Falando da religiosa, algo que também impressionou dom Erwin, bispo do Xingú de 1981 a 2015, “foi a sua defesa da Amazônia, no sentido da floresta em pé. Ela não queria a Amazônia desmatada, e a sua luta era também nesse sentido. Por isso, ela luto pelos projetos de desenvolvimento sustentável”. As conseqüências dessa posição, segundo o bispo, logo apareceram, "naquele tempo, logicamente, essa luta pela Amazônia em pé, pela floresta em pé, contrariou os interesses de grandes fazendeiros e madeireiros".
Dom Erwin reconhece que "aí começou uma grande trama contra ela, e culminou com a morte dela”. Ele afirma que "nós não acreditávamos nunca na morte dela". Ele lembra que “poucos dias antes que ela morreu, ela ainda esteve aqui comigo, nos falamos sobre a situação, e eu disse, Dorothy, você está sendo ameaçada. Aí, ela respondeu, quem vai matar uma velha como eu?”. Essa é mais uma prova da confiança de alguém que não temia a morte, que entendia a vida com base em algo que é maior.
Segundo o bispo emérito de Xingu, “Dorothy foi ameaçada por muito tempo, tantas vezes falei com ela. Nós lutamos juntos, para nós ela deixou um grande legado”. Por isso, ele não hesita em afirmar que são “15 anos de morte, 15 anos de martírio, é um legado para todos nós, é um exemplo de vida doada”. Lembrando de suas palavras no momento de martírio da religiosa, "naquele tempo, eu falei que ela fez exatamente o que Cristo fez". Dom Erwin insiste que "ela doou a sua vida para que todos tenham vida, e isso impressiona. Ela é uma mártir pela causa do Evangelho, uma mártir pela causa que ela defendeu até a morte cruel de que ela foi vítima”.
O testemunho dos mártires da Amazônia é um exemplo de que novos caminhos são possíveis, que vale a pena dar a sua vida para que o Reino de Deus se torne uma realidade cada vez mais visível nesta terra, dominada por interesses semelhantes aos aqueles que tiveram aqueles que condenaram Jesus de Nazaré à morte da cruz. O Sínodo para a Amazônia plantou novas sementes, vindas de uma terra onde o cuidado produziu frutos abundantes, que devem ser mostrados a toda a Igreja, a todo o mundo.
A vida que não termina, a vida nascida na Páscoa, a vida que permanece de geração em geração, iluminou e continua alimentando uma Igreja e os povos que o Sínodo da Amazônia colocou no centro do debate eclesial e social.

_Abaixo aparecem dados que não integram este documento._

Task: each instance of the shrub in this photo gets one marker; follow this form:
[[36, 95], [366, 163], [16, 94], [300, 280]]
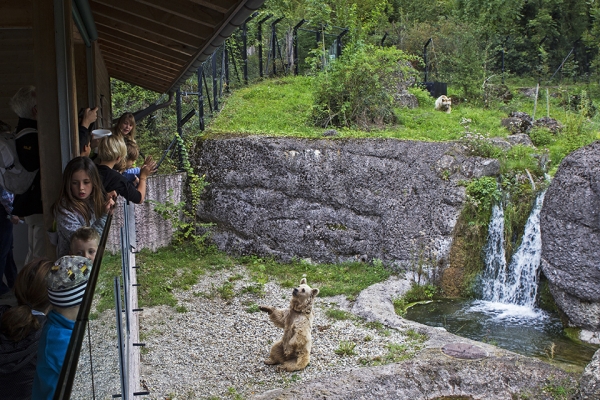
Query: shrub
[[483, 192], [358, 89]]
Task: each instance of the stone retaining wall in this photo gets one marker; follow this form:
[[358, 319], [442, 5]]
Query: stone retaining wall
[[335, 200]]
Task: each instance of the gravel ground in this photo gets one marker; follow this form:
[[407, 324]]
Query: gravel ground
[[216, 348]]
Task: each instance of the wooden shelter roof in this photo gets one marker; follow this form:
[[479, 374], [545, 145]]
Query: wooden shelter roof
[[157, 44]]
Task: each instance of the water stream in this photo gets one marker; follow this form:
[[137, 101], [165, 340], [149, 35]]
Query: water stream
[[506, 315]]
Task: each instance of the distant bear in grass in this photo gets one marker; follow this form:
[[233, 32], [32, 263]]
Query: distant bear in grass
[[443, 103], [293, 350]]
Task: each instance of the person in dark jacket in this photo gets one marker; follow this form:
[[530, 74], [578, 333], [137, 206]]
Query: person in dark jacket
[[29, 204], [20, 331], [112, 152]]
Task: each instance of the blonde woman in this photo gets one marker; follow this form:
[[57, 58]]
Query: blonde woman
[[125, 127], [112, 152]]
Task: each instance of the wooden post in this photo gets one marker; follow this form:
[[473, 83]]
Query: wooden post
[[53, 137]]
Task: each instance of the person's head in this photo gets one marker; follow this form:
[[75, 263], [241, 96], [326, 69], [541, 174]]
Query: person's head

Aqueles que muitos consideravam inimigos do sistema e, portanto, foram condenados à morte, renasceram, ressuscitaram, continuam gerando vida para a casa comum e para os povos que cuidam dela, também para uma Igreja que quer estar ao lado do que e de quem muitos consideram descartáveis.
A irmã Dorothy, com seu rosto sereno, deve estar assistindo da Casa do Pai tudo o que está acontecendo em sua querida Amazônia. Ela, em 12 de fevereiro de 2005, estava indo a uma comunidade para falar sobre os direitos da Amazônia, quando foi abordada por dois homens armados. Quando lhe perguntaram se ela estava armada, ela respondeu que sua única arma era a Bíblia que ela carregava na bolsa, que ela começou a ler na passagem das bem-aventuranças. Sua morte, como a de tantos mártires, foi um exemplo de compromisso, de fé em Deus que nos promete que seremos felizes eternamente quando assumirmos seu projeto de vida.